Eighteen, invincible, and preparing to graduate from high school, I was sure the world was out there, waiting for me. It was 1972. The part time job I held for the past three years felt like a strait jacket. Working at the local county hospital since age fifteen, I had been trained as a ward clerk to process admits and discharges, moving from floor to floor pushing paper and a time clock. I was a glorified gofer, with more responsibility than most high school students wanted. At thirty hours a week—3-9 shift, five days per week, rotating weekends, I couldn’t participate in clubs or attend most sporting events, extracurricular activities normal and fun for someone my age. My pay, commensurate with an adult, pushed me beyond my immature peers and mentally tethered me to the work world. My plan was to get out on my own as soon as possible. Why? I’m not sure, but the world was waiting.
School was a drag. I had taken college prep courses because my folks held high hopes I would attend college. Running with a working crowd, four more years of school sounded like a death sentence. Spoiled and independent, life equated to an apartment. Steeped in the 60’s lore of freedom and love, I was eager for both. I was ready to start the glamorous life of an adult, better known as a rut, so I started looking for full time employment.

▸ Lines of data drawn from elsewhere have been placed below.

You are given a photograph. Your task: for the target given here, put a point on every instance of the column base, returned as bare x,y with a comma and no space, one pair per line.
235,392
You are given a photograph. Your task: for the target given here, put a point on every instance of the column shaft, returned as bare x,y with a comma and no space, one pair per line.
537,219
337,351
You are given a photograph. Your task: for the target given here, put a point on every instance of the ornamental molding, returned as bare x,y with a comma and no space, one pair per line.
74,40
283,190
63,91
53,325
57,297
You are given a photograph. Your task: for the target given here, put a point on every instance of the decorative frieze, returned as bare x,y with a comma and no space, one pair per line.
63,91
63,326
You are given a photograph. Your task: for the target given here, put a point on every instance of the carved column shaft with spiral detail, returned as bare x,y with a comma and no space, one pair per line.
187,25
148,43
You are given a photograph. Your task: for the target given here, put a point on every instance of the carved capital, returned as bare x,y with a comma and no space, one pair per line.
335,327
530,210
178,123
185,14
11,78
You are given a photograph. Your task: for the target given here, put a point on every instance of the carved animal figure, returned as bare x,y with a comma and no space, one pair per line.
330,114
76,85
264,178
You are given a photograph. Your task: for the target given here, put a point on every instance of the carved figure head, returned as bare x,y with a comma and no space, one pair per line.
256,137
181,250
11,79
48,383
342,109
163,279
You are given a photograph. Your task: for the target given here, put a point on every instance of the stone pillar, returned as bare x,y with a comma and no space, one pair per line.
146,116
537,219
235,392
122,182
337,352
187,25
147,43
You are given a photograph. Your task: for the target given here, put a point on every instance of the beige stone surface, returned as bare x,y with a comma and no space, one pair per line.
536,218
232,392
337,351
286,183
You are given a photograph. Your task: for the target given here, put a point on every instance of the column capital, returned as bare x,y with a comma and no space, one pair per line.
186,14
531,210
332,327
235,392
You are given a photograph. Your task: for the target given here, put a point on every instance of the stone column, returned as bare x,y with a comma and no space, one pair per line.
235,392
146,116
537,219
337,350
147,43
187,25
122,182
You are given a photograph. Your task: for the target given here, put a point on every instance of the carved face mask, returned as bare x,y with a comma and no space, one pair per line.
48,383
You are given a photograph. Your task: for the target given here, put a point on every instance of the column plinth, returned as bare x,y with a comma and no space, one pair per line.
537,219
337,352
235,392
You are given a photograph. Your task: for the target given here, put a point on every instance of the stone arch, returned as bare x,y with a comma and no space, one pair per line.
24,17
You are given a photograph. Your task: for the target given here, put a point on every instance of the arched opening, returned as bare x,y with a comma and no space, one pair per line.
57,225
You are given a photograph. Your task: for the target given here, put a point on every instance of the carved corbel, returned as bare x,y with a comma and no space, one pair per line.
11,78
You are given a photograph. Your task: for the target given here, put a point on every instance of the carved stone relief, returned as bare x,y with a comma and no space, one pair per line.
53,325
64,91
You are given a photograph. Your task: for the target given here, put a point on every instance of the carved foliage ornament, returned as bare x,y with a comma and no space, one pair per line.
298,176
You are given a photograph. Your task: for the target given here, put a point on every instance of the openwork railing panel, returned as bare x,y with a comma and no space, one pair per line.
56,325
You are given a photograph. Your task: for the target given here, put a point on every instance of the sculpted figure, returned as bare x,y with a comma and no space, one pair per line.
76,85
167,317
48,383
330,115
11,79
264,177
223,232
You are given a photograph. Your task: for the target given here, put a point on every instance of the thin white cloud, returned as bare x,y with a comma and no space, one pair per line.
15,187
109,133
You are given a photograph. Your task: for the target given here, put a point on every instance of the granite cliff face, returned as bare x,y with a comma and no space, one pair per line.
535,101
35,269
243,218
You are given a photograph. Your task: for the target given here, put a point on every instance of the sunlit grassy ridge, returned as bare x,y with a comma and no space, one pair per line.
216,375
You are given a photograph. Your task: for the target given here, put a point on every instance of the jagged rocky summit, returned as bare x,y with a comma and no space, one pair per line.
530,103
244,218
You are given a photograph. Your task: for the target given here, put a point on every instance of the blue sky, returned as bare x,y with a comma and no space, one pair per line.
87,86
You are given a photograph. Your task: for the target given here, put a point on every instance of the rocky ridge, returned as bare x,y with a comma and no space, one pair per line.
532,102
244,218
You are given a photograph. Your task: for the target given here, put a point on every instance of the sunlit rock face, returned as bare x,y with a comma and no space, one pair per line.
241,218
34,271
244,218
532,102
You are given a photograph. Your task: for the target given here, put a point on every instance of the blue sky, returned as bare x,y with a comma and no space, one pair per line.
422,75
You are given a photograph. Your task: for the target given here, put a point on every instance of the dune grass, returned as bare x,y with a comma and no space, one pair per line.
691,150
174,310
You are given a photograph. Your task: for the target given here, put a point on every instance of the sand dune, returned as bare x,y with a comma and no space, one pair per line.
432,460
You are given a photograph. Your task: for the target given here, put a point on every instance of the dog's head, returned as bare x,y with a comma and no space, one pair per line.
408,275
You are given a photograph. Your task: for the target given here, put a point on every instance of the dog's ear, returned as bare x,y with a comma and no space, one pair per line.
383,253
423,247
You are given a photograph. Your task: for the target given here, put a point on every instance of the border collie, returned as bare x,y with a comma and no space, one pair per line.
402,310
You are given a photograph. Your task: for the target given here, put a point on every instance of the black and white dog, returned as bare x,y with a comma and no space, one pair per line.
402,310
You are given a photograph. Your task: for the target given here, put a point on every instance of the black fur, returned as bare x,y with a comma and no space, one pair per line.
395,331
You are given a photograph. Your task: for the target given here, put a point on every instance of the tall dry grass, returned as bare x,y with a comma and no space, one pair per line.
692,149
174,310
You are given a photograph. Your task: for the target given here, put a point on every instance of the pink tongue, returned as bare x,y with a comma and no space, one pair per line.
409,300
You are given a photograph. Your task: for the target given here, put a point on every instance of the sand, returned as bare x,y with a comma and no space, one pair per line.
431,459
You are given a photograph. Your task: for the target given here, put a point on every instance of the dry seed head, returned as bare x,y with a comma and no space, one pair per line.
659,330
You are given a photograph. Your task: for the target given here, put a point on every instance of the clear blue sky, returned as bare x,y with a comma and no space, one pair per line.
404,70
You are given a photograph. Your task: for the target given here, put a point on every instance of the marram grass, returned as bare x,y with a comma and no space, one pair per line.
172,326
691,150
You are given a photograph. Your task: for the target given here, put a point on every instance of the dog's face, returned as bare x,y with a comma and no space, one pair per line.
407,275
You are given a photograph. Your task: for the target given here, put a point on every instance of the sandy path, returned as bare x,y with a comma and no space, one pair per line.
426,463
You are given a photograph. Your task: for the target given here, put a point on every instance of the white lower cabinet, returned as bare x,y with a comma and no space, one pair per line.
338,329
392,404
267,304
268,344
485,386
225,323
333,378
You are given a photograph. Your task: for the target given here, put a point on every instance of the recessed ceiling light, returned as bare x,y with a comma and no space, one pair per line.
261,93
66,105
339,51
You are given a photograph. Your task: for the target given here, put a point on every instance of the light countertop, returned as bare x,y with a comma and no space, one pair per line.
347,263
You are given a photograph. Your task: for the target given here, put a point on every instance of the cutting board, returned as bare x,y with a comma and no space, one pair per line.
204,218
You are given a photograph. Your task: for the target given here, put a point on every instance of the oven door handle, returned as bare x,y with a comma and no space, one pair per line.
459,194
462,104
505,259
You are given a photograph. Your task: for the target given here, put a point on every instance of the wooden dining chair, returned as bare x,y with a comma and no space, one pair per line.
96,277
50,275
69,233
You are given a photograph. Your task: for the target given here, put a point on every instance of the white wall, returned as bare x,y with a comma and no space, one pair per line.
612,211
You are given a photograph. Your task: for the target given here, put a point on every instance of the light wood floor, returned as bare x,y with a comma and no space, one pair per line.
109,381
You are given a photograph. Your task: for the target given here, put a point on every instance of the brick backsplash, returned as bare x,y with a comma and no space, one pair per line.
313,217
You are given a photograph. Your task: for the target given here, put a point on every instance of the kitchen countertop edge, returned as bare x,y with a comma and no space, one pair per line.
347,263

The hospital posted several job opportunities opened for employee bidding. The position I qualified for, a surgery technician, required no education only on-the-job training. I was certain it was my calling to be gowned in green scrubs, splattered in blood while standing under high intensity lights, slapping instruments into the waiting surgeon’s hand. In those double-aught days of fairytales and spies, I was born for such a mission. However, the hospital didn’t hold my lofty opinion.
Refused, rejected, I was sure it was solely because the hospital didn’t want the hassle of training another ward clerk, the job I had become proficient preforming. They were surely afraid they couldn’t find another teenager to overpay who was as dedicated and efficient. Stunned that life had handed me a lemon, I decided to hand the fruit to my father, along with my car note on a lemon yellow AMC Gremlin. I would go to college and show that hospital and the world.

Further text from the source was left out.